Au temps du lointain : enjeux éthique et souveraineté territoriale dans les colonies spatiales humaines
Avec 4 autres, cet article de « journalisme prospectiviste » a été conçu dans le cadre de l’atelier de réflexion « Enjeux éthiques de l’espace » de Space’ibles, l’observatoire français de prospective spatiale, initiative du CNES (liens des 5 textes en fins de cet article). Cette collection de textes exploratoires est l’une des productions de plusieurs mois de travail au sein de Space’ibles. Ils incitent à la spéculation, ils visent à faire réagir. Nota Bene : cette collection de textes n’exprime pas une vision stratégique établie par le CNES. |
Ce texte et les 4 autres serviront lors de l’atelier de prospective design public (inscription en ligne accessible dans les jours qui viennent) qui se déroulera le 09/10/2021, à la bibliothèque de la Cité des sciences et de l’industrie, de 09:45 à 11:45, dans le cadre des Mondes Anticipés, festival nomade de prospective et d’anticipation.
LES TERRITOIRES HUMAINS SPATIAUX FACE À
UN NOUVEAU CHOIX POLITIQUE
Au XXIIème siècle, un nouveau cap est sur le point d’être franchi dans l’aventure des humains dans l’Espace : sous peu, Mars pourrait déclarer son indépendance à l’égard de la Terre et se constituer en État. D’autres territoires spatiaux, moins robustes que Mars mais tout aussi las des rétrocessions jugées exorbitantes par les parties spatiales mais néanmoins exigées par les propriétaires terriens de ces installations, sont en embuscade : ils attendent de connaître les réactions des uns et des autres, une fois l’annonce officialisée, avant de bouger leurs propres pièces dans une partie d’échec à l’échelle du Système solaire.

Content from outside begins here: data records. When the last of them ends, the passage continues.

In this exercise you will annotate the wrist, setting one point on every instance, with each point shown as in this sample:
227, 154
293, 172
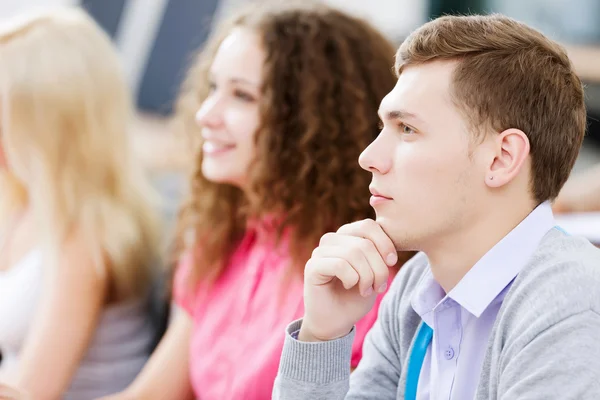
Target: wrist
306, 334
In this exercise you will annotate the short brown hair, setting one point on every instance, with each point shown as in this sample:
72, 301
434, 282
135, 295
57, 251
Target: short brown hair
510, 76
324, 76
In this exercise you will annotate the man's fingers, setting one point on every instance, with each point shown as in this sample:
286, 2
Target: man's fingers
324, 270
369, 229
355, 258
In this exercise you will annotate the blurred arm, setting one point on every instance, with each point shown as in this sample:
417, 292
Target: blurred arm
70, 305
166, 375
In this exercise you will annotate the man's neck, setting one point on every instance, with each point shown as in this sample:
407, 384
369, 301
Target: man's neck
453, 256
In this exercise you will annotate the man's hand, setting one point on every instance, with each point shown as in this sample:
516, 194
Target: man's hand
343, 277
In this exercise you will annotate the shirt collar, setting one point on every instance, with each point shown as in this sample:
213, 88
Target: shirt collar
493, 272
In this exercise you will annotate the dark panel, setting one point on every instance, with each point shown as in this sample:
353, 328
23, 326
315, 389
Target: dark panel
185, 26
107, 13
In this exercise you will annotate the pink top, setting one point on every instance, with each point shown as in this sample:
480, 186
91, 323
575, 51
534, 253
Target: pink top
239, 324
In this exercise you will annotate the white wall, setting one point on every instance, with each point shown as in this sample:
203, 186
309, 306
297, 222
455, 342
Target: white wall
395, 18
9, 8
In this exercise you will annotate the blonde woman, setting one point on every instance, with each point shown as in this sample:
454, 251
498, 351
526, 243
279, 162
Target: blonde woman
77, 231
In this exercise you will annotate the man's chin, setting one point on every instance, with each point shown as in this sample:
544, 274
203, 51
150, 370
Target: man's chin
400, 237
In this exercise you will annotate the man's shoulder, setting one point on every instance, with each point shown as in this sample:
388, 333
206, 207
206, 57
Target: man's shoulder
561, 279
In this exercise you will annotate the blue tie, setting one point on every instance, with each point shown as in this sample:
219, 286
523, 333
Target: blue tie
415, 361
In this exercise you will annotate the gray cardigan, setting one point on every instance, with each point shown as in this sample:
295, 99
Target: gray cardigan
544, 344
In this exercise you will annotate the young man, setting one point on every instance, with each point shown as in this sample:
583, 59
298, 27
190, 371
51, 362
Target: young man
479, 134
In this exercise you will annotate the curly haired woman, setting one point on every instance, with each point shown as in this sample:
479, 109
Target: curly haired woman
283, 100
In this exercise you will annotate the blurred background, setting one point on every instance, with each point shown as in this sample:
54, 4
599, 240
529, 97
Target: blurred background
156, 39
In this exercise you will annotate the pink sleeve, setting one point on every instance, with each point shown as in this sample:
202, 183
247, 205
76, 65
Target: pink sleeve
183, 294
364, 326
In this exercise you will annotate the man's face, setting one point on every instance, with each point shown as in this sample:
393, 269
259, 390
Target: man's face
428, 178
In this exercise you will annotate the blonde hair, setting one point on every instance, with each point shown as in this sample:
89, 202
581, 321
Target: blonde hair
65, 112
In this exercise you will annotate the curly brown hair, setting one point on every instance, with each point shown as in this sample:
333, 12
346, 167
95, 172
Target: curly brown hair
324, 76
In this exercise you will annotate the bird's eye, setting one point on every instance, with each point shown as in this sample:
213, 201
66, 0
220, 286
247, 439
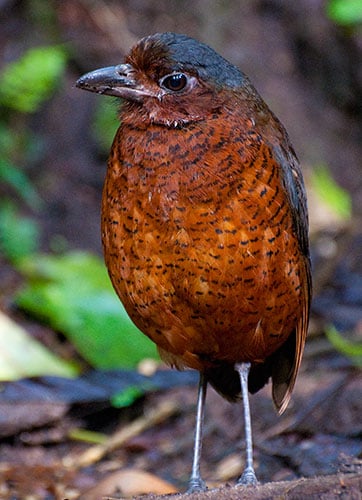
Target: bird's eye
174, 82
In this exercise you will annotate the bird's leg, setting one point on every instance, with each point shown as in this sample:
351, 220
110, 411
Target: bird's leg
196, 483
248, 476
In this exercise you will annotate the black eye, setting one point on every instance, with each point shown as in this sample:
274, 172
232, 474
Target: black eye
175, 82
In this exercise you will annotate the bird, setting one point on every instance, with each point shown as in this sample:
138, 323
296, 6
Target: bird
205, 224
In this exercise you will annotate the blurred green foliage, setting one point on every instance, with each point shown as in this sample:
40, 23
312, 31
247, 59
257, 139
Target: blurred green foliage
69, 291
105, 124
345, 12
24, 86
73, 293
19, 235
331, 193
26, 83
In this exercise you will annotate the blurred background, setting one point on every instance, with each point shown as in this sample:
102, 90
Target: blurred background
58, 313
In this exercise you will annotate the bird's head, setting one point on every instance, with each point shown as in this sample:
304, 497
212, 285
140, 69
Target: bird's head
169, 79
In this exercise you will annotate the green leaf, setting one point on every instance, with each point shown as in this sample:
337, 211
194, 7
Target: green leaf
352, 350
30, 80
21, 356
105, 124
330, 193
345, 12
128, 396
19, 236
73, 294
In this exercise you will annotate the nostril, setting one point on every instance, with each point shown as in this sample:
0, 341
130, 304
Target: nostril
123, 69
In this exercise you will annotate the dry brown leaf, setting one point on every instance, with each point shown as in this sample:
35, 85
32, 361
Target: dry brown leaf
129, 483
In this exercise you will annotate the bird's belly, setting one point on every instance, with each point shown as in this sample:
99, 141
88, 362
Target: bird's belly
218, 291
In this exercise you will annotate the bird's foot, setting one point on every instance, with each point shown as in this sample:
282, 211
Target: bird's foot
196, 485
248, 477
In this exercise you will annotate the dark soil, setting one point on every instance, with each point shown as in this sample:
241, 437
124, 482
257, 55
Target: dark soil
309, 71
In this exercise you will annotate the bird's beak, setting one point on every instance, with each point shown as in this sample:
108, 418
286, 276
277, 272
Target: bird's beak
118, 81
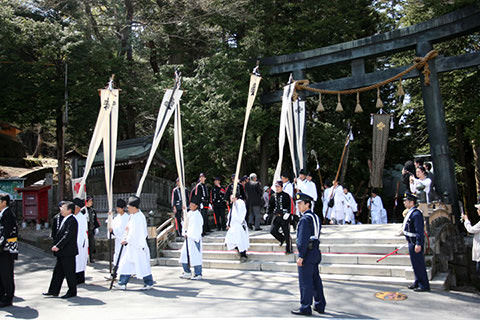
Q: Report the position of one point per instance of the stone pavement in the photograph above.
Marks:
(222, 294)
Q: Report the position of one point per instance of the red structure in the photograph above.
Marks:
(35, 203)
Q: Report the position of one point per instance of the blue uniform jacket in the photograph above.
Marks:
(415, 226)
(305, 230)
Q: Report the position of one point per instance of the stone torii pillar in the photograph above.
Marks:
(445, 181)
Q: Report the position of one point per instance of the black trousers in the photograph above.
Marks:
(278, 223)
(220, 217)
(206, 226)
(91, 244)
(7, 284)
(178, 221)
(64, 268)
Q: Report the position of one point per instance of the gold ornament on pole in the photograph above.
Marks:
(339, 104)
(358, 107)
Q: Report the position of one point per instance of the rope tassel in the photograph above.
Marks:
(400, 91)
(339, 105)
(358, 107)
(379, 100)
(320, 107)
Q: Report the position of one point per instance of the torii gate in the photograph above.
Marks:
(420, 37)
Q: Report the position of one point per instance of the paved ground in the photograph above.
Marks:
(223, 294)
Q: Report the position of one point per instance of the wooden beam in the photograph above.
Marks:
(454, 24)
(443, 64)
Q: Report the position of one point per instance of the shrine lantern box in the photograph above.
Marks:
(35, 204)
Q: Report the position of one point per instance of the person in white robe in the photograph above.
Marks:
(81, 258)
(237, 230)
(377, 212)
(119, 225)
(350, 206)
(191, 253)
(135, 258)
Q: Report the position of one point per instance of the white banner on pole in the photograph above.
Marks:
(252, 93)
(286, 106)
(105, 130)
(169, 101)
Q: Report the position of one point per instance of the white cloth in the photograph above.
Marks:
(194, 239)
(119, 224)
(350, 206)
(476, 239)
(427, 183)
(288, 188)
(237, 234)
(81, 258)
(378, 213)
(135, 257)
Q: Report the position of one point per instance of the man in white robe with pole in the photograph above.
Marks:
(191, 253)
(119, 225)
(135, 259)
(237, 230)
(82, 241)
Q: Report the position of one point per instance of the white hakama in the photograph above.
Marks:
(194, 239)
(135, 259)
(237, 234)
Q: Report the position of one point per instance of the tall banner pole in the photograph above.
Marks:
(252, 93)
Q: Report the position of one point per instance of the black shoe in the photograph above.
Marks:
(421, 289)
(50, 294)
(319, 310)
(299, 312)
(4, 304)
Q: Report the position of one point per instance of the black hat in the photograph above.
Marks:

Cette annonce est l’occasion de se retourner sur le chemin parcouru par l’humanité depuis Spoutnik, le premier satellite artificiel humain, mis sur orbite en 1957. Tout avait commencé, sur les ruines du IIIème Reich, par la maîtrise des lanceurs spatiaux qui devinrent réutilisables au début du XXIème siècle. On vit les fusées croître en diamètre avant de les voir à nouveau sveltes une fois que l’industrie spatiale pu se passer des ressources terrestres, avec l’arrivée à maturité du space mining et de l’industrie dans l’Espace : les fusées n’embarquaient plus, pour ainsi dire, que des humains.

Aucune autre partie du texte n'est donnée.